Preheat oven to 400°F. Line a baking sheet with parchment paper. Roll out the pastry and place it on the lined baking sheet. Cut into 4 sections. Using a sharp knife, score the pastry, about 1 inch (2.5 cm) in from the edge. Then fold over about half the measurement to create a height on the edges. If you prefer, you can leave the edges scored without folding. Brush with egg wash over the edges and center of the tarts, then poke holes with a fork. Bake for 10-12 minutes until it’s lightly golden. Remove and set aside to cool.
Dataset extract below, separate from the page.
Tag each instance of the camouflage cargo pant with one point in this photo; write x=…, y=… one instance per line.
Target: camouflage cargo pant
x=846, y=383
In a large skillet, over medium heat, add 2 tablespoons of olive oil and then add leeks and sauté for 6-8 minutes until softened and starts to caramelize, a golden colour. Add garlic for the last 30 minutes, long enough to release the aroma. Set aside.
In a medium bowl, add the tomatoes, olive oil, balsamic vinegar, basil, salt and pepper. Stir to combine and set aside.
Spread the caramelized leek and garlic over each tart section. Add large dollops of goat cheese and then gently press the tomatoes into the cheese, and drizzle any remaining olive oil and balsamic vinegar mixture left in the bowl over each tart section.
Bake until the pastry has risen, turned golden brown, and the tomatoes are softened and started to burst, for approximately 25 minutes.
Remove from the oven and if you prefer you can drizzle some more olive oil and balsamic vinegar over each tart. Garnish with parsley. Serve with arugula or salad.